Learning Supervised Binary Hashing without Binary Code Optimization
Miguel Carreira-Perpinan; Ramin Raziperchikolaei
The exact nearest neighbor search of large image datasets to find similar images to a query takes a long time. The goal of supervised binary hashing is to make the search faster by learning a hash function that maps patterns such as images to bit codes whose Hamming distances preserve semantic similarity information. In learning hash functions, most papers must deal with a difficult, slow and inexact optimization. Recently, it has been shown that the optimization can get simpler by learning the single-bit hash functions independently and making them different by using ensemble learning techniques. We show that it is even possible to dispense with the binary code optimization completely by assigning binary codes to the points based on their similarity to a set of seed points. Our method is very simple, scalable, and is competitive with the state-of-the-art methods in retrieval metrics.
Sub-linear Privacy-preserving Search with Unsecured Server and Semi-honest Parties
Beidi Chen
In Near-Neighbor Search (NNS), a new client queries a database (held by a server) for the most similar data (near-neighbors) given a certain similarity metric. The Privacy-Preserving variant (PP-NNS) requires that neither server nor the client shall learn information about the other party’s data except what can be inferred from the outcome of NNS. The overwhelming growth in the size of current datasets and the lack of a truly secure server in the online world render the existing solutions impractical; either due to their high computational requirements or non-realistic assumptions which potentially compromise privacy.
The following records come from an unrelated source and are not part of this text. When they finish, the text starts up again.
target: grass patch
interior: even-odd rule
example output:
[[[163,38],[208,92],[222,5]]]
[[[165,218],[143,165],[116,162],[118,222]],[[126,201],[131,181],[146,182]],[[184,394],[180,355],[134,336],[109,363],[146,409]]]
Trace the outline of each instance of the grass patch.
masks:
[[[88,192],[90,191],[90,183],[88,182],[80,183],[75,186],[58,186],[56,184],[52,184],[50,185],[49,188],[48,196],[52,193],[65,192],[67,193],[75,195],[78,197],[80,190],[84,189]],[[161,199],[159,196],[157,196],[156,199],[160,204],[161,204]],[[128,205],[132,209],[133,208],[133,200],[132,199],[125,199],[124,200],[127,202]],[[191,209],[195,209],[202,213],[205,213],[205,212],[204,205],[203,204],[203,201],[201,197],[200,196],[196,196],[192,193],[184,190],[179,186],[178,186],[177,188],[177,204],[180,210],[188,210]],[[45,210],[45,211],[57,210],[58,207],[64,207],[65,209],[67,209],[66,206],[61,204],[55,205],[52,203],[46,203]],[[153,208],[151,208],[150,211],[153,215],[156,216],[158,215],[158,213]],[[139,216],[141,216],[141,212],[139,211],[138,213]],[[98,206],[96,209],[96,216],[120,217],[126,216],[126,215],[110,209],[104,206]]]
PP-NNS having query time {\it sub-linear} in the size of the database has been suggested as an open research direction. In this paper, we provide the first such algorithm, called Secure Locality Sensitive Indexing (SLSI) which has a sub-linear query time and the ability to handle honest-but-curious parties. At the heart of our proposal lies a secure binary embedding scheme generated from a novel probabilistic transformation over locality sensitive hashing family. We provide information theoretic bound for the privacy guarantees and support our theoretical claims using substantial empirical evidence on real-world datasets.
On Nearest Neighbors in Non Local Means Denoising
Iuri Frosio; Kautz Jan
To denoise a reference patch, the Non-Local-Means denoising filter processes a set of neighbor patches. Few Nearest Neighbors (NN) are used to limit the computational burden of the algorithm. Here here we show analytically that the NN approach introduces a bias in the denoised patch, and we propose a different neighbors’ collection criterion, named Statistical NN (SNN), to alleviate this issue. Our approach outperforms the traditional one in case of both white and colored noise: fewer SNNs generate images of higher quality, at a lower computational cost.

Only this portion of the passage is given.